But the typical attacks on Catholics becomes obvious when Mazza accuses Christians of following “magic” when she said:
“This is an important and unexpected discovery as it’s one of the first recorded documents to use magic in the Christian context and the first charm ever found to refer to the Eucharist — the Last Supper — as the manna of the Old Testament”
Why would any Christian accept Mazza’s assertions that Catholics used “magic” unless of course, they are either anti-Christ or are anti-Catholic? Even for Christians who reject Catholics and accept Mazza’s assertions; they then should accept Mazza’s reference to “Eucharist” as what Christians used to celebrate the Last Supper.
And how could this be magic when she adds: “the text on the papyrus is a mix of passages from Psalm 78:23-24 and Matthew 26:28-30, among others,” said Mazza. “To this day, Christians use passages from the Bible as protective charms so our amulet marks the start of an important trend in Christianity.”
Even the translated text on the papyrus reads nothing like magic:
“Fear you all who rule over the earth.Know you nations and peoples that Christ is our God. For he spoke and they came to being, he commanded and they were created; he put everything under our feet and delivered us from the wish of our enemies. Our God prepared a sacred table in the desert for the people and gave manna of the new covenant to eat, the Lord’s immortal body and the blood of Christ poured for us in remission of sins.”
Yet she says “People of the time believed such passages had magical powers,” Mazza told Live Science.
The discovery, which Mazza presented this week at an international conference on papyri at the university’s research institute, reveals according to this nitwit, that Christians “adopted an ancient Egyptian practice of wearing such charms to ward off danger.”
But then she admits that:
“This practice is not very far from nowadays use to wear necklaces with the cross or images of Jesus, Mary, or the saints, for protection,” Mazza said. “In many Catholic churches nowadays believers are given holy pictures of the saints with a prayer on the back that you can bring along again for protection.”
If any Christian accepts the charge that Catholics were practicing an ancient Egyptian pagan custom, than in the Bible, when God tells the Israelites to practice a similar thing is also “Egyptian” and is “magic”?

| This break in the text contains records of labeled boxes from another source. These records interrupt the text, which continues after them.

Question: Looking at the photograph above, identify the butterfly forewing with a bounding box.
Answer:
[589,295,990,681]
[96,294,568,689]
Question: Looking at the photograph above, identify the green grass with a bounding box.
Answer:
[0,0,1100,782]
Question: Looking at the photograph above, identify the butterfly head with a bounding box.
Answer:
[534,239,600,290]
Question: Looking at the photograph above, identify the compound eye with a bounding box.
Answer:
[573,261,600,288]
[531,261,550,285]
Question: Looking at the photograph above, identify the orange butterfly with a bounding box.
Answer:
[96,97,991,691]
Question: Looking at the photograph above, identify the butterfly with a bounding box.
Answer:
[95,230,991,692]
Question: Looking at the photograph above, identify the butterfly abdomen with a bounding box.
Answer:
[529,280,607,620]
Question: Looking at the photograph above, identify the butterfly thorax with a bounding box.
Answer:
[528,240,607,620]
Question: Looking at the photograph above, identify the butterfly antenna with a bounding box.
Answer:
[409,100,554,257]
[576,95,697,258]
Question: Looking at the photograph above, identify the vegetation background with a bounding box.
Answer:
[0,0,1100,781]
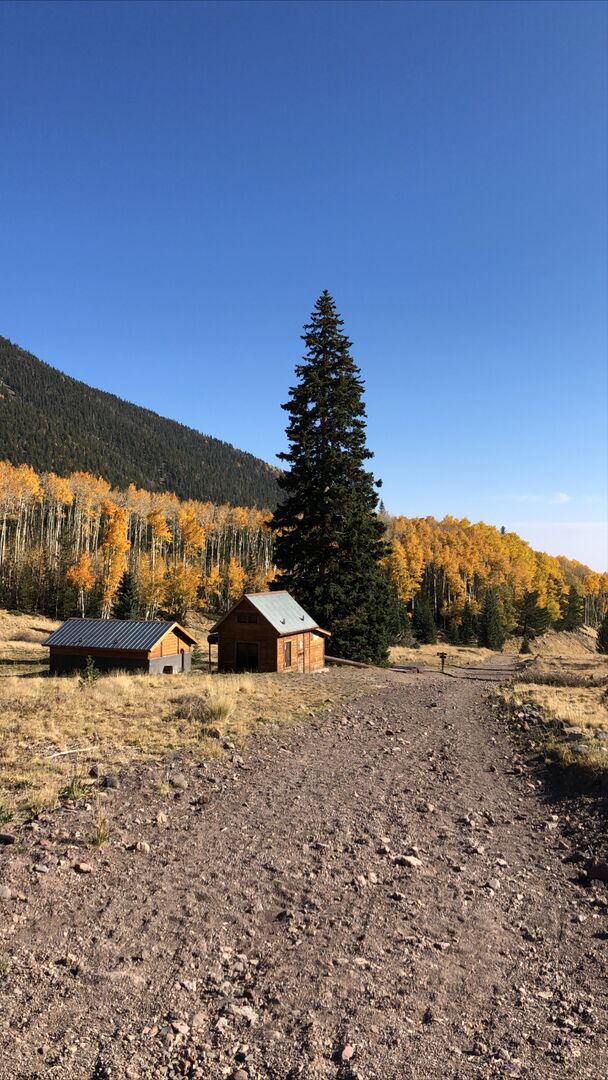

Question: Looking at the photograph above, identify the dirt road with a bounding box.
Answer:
[0,673,608,1080]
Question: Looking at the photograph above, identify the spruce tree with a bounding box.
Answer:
[112,570,139,619]
[460,600,477,645]
[562,585,584,630]
[517,592,551,639]
[596,611,608,656]
[479,589,506,652]
[273,292,396,663]
[411,593,437,645]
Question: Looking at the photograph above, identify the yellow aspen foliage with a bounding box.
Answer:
[66,551,95,619]
[137,553,166,619]
[205,566,222,609]
[100,500,130,619]
[177,502,205,558]
[164,564,204,621]
[226,558,246,604]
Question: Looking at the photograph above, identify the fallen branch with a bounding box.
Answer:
[44,746,99,761]
[325,657,420,673]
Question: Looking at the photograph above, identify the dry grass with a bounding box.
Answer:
[390,642,497,671]
[0,610,59,676]
[511,630,608,769]
[0,656,378,821]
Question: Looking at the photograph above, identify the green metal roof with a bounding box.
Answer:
[245,592,316,634]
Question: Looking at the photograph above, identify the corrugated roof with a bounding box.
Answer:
[245,592,316,634]
[43,619,194,652]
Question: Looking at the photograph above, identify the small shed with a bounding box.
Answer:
[42,619,197,675]
[210,591,329,672]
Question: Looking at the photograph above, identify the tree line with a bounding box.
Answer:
[0,292,608,662]
[0,461,608,644]
[0,337,278,507]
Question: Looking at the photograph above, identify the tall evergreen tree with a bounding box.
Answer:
[460,600,477,645]
[479,589,506,652]
[596,611,608,656]
[517,592,551,640]
[411,593,437,645]
[562,585,584,630]
[273,292,396,663]
[112,570,139,619]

And it shall be for a sign for you upon your hand, and for a memorial between your eyes, that the law of the LORD may be in your mouth; for with a strong hand did the LORD bring you out of Egypt.
—Exodus 13:9
And it shall be for a sign upon your hand, and as totafot between your eyes; for with a mighty hand did the LORD bring us forth out of Egypt.—Exodus 13:16
Here, let me take you on a journey from when I was Muslim going to the Israel Museum to refute the Bible. What I saw there was more than what astonished my mind, but was etched so deep into my heart and soul when I saw amulets so tiny, that they almost needed a microscope to read them, etched on silver delicate sheets and wore as amulets by ancient Israelites.

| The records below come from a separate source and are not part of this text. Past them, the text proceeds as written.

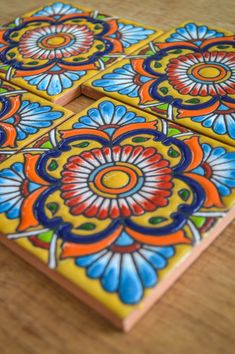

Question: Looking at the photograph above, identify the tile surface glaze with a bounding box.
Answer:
[0,80,73,163]
[0,2,161,104]
[0,98,235,329]
[84,22,235,146]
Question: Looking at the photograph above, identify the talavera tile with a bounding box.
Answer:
[0,98,235,330]
[0,2,162,105]
[83,22,235,146]
[0,80,73,163]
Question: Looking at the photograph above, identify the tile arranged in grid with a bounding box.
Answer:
[0,98,235,330]
[0,81,74,163]
[0,2,162,105]
[83,22,235,146]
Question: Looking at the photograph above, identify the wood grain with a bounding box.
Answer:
[0,0,235,354]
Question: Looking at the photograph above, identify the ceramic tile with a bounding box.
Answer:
[0,80,73,163]
[0,98,235,330]
[84,22,235,146]
[0,2,162,105]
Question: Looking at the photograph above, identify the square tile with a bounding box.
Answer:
[0,80,74,163]
[83,22,235,146]
[0,98,235,330]
[0,2,162,105]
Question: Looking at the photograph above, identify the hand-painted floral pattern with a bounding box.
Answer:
[166,23,224,46]
[73,101,146,135]
[0,99,235,305]
[92,23,235,144]
[0,83,64,148]
[76,232,175,305]
[19,24,93,60]
[194,144,235,196]
[192,102,235,139]
[0,2,155,98]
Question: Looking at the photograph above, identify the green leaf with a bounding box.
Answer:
[160,87,168,95]
[132,136,150,143]
[8,53,16,58]
[27,61,38,65]
[149,216,167,225]
[167,128,180,136]
[73,141,90,148]
[47,202,59,215]
[185,98,200,103]
[40,141,53,149]
[11,32,19,38]
[217,44,230,49]
[178,189,190,202]
[144,50,157,55]
[94,25,102,29]
[168,148,179,157]
[77,222,96,231]
[171,49,182,54]
[37,231,53,243]
[73,57,84,61]
[154,61,162,68]
[48,160,58,171]
[190,216,206,229]
[100,57,110,63]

It was a year later after I departed from the holiest land on the globe in Ketef Hinnom (Hebrew: כָּתֵף הִינוֹם) when an archaeological site southwest of the Old City of Jerusalem was found in 1979 near St. Andrew’s Church, now on the grounds of the Menachem Begin Heritage Center were two of these very tiny silver scrolls were found, inscribed with portions of the well-known apotropaic Priestly Blessing from the Book of Numbers used as amulets. The delicate process of unrolling the scrolls took three years and contained what may be the oldest surviving texts from the Hebrew Bible, dating from around 600 BCE.
They speak of the earliest artifacts, like the Catholic, records Jewish liturgy and Priestly Blessing during the reign of King Yoshiyahu (late 7th or early 6th century BCE) predating the Nash papyrus, and the earliest of the Dead Sea Scrolls by four centuries. The three-part blessing, like Catholic priests do in which the Kohanim are instructed to bless the people of Israel in Numbers 6:22-27.
כד יְבָרֶכְךָ יְהוָה וְיִשְׁמְרֶךָ׃
כה יָאֵר יְהוָה פָּנָיו אֵלֶיךָ וִיחֻנֶּךָּ׃
כו יִשָּׂא יְהוָה פָּנָיו אֵלֶיךָ וְיָשֵׂם לְךָ שָׁלוֹם׃
(6:24) May YHVH bless you and protect you!
(6:25) May YHVH shine his face upon you and be gracious towards you!
(6:26) May YHVH lift his face up to you, and give you peace!
Than we have The Shema‘ Yisrael Jewish amulet discovered near Carnuntum, a small gold leaf, inscribed with a Hebrew Shema‘ Yisrael written in Greek letters. And where it was found makes it even more amazing, near the village of Halbturn, Austria, about 60 miles east of Vienna in a the third century grave that belonged to an infant about 18 months old in which he had a small, undecorated silver capsule inside of which was a small rectangular gold leaf—measuring less than an inch on either side—folded and wrapped to form a small scroll.
Yet they say that this is “ancient Jewish magic, the evolution of monotheism and the local Jewish population.”
The same enemies of Catholics are also enemies of Jews and to everything we hold dear.
Such marks is not magic, but the very essence that the Lord our God is on our hearts and foreheads.
Indeed, even the devil marks his own:
Even the true God marks His own, He marks them with a visible mark also right on the foreheads (Revelation 7:3)
Indeed, it will be a physical mark. But the problem today is that there are too many critics who quote Scripture faster than a gymnast and always try to spiritualize everything as if what only counts is “in the heart” and nothing else is necessary. They claim that it is not necessary to have an outward and clear commitment that tells the world and shows that you truly believe in the true God of the Bible.
How could these answer by saying that Baptism can be spiritualized or that the blood on the door posts and the lintels in Moses time were simply invisible?
Even in Old Testament times, God ordered His warriors to place a physical mark of God on the foreheads of the righteous, and to slay the rest:
Go through the midst of the city, through the midst of Jerusalem, and set a mark upon the foreheads of the men that sigh and that cry for all the abominations that be done in the midst thereof. And to the others he said in mine hearing, Go ye after him through the city, and smite: let not your eye spare, neither have ye pity (Ezekiel 9:4-5)
And who today who has the mark of God on their foreheads, but the Orthodox, both Jew and Christian?
Now I will get a litany of comments that Jews are not saved without Jesus.
Indeed, and when Jesus returns He will save the Tribulation Jews.
Beware of scoffers: “Above all, you must understand that in the last days scoffers will come, scoffing and following their own evil desires. (2 Peter 3:3)”
P.S, Some thought what I meant by “Orthodox” is the denomination. As someone correctly pointed Ash Wednesday is observed by many Western Christian denominations including Lutherans. What I was pointing to in my article is regarding Catholics using amulets and scapularies. I argue that this is hardly pagan, but historic and biblical. As I am simply trying to ask my non-Catholic fellow Christians to be open minded.